Noise Robust Speech Recognition Using Subband-Crosscorrelation Analysis

Shoji KAJITA  Kazuya TAKEDA  Fumitada ITAKURA  

IEICE TRANSACTIONS on Information and Systems   Vol.E81-D   No.10   pp.1079-1086
Publication Date: 1998/10/25
Online ISSN: 
Print ISSN: 0916-8532
Type of Manuscript: PAPER
Category: Speech Processing and Acoustics
subband processing,  autocorrelation,  crosscorrelation,  noise robustness,  DTW word recognition,  

Full Text: PDF(630.6KB)>>
Buy this Article

This paper describes subband-crosscorrelation analysis (SBXCOR) using two input channel signals. SBXCOR is an extended signal processing technique of subband-autocorrelation analysis (SBCOR) that extracts periodicities associated with the inverse of center frequencies present in speech signals. In addition, to extract more periodicity information associated with the inverse of center frequencies, the multi-delay weighting (MDW) processing is applied to SBXCOR. In experiments, the noise robustness of SBXCOR is evaluated using a DTW word recognizer under (1) a simulated acoustic condition with white noise and (2) a real acoustic condition in a sound proof room with human speech-like noise.

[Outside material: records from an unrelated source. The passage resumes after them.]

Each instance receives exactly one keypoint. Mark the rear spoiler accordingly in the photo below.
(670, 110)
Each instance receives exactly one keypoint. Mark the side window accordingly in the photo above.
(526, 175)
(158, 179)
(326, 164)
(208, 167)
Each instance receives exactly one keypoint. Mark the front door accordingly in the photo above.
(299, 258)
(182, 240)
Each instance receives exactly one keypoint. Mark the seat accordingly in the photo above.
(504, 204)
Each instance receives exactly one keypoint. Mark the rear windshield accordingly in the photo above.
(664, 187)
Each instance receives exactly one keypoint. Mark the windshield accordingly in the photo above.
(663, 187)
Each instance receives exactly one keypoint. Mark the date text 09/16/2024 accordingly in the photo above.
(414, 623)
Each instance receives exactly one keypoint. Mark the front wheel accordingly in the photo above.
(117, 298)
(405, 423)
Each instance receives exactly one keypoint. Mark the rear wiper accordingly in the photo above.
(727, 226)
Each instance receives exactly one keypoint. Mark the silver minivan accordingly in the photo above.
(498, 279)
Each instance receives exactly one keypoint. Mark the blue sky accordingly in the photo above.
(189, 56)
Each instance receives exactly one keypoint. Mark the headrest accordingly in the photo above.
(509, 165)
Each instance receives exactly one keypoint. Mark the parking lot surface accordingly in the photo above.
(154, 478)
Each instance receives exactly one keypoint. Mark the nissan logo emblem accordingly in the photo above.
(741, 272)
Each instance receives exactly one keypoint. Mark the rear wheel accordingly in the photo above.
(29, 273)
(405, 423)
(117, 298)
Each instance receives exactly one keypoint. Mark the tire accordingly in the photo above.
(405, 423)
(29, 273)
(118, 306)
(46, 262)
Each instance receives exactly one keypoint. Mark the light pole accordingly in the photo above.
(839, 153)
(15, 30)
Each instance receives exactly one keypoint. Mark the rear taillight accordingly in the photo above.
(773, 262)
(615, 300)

As the results, under the simulated acoustic condition, it is shown that SBXCOR is more robust than the conventional one-channel SBCOR, but less robust than SBCOR extracted from the two-channel-summed signal. Furthermore, by applying MDW processing, the performance of SBXCOR improved about 2% at SNR 0 dB. The resultant performance of SBXCOR with MDW processing was much better than those of smoothed group delay spectrum (SGDS) and mel-filterbank cepstral coefficient (MFCC) below SNR 10 dB. The results under the real acoustic condition were almost the same as the simulated acoustic condition.